They don’t make New Yorkers like Mary Sheahan anymore. My Grandmother immigrated from Ireland and went through Ellis Island as a child in 1925. She grew up in the Mott Haven section of The Bronx. She raised seven children in The Bronx and is a grandmother to nine and a great grandmother to three. My Grandmother remained in The Bronx as long as possible and then stayed a little longer. She has never been far from the city and still visits frequently. Her last child left the five boroughs only a few years ago (after living in the city more than 60 years) and she has two grandchildren living here now.

No person I have ever met represents unconditional love and the joy of living and loving family like my grandmother. You would be hard pressed to meet a better person in all of the world. Go ahead and try. You might find someone you think is pretty good but they won’t hold a candle to my grandmother.

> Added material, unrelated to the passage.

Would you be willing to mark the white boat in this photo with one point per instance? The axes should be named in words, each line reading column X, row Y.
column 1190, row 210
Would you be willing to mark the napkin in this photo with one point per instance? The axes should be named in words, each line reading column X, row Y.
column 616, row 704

If you think you’ve got someone who can compare in kindness and sweetness I’m sure you’ll find something terrible if you dig a little deeper, like they torture cats in their spare time or something.

My grandmother is so sweet she even gives homes to insane dogs, like her current pet, Misty, a friendly but mentally ill and hyperactive beast who would be put into Kung Pao form in no time if it were up to anyone else other than Grandma. I don’t know how she manages to walk that crazy animal at age 90 but she manages somehow. I always make a point to walk that damn dog when I visit her so she’ll have at least a few hours of freedom from it.

But that’s one of the minor points about my grandmother’s excellence. Having her as my Grandma has been a great privilege. In my younger years, especially when I was a teenager, I was a jaded and angry person who hated the world. Even today I find it hard not to consider much of the world and the people in it loathsome. But no one can keep that disposition for long in the presence of my grandmother. Even in my angriest and most obnoxious teenage years when I thought it might be cool to murder my parents and live the life of an itinerant assassin for hire, I could never find it in my black heart to think a mean thought about my grandmother.

My grandmother’s wit is sharp as ever and she stays active. She can still drive and she walks under her own power, and I still try and promote the idea that she secretly runs a criminal empire and is just successful at not getting caught. It would be fun to learn that my Grandma has strangled mobsters with piano wire and brained drug lords with shovels.

It was great to introduce my own daughters to my grandmother and to take photos of her with her kids, most of her grandkids and all of her great grandkids. Grandma was happy as ever to have so many of her family in one place at one time. Her children and grandchildren now live all over the country. Family flew in from as far away as Georgia and Wisconsin to celebrate Mary Sheahan’s 90th birthday.

I am exceptionally lucky to have the family I have. And my family is exceptionally fortunate to have Mary Sheahan as its matriarch.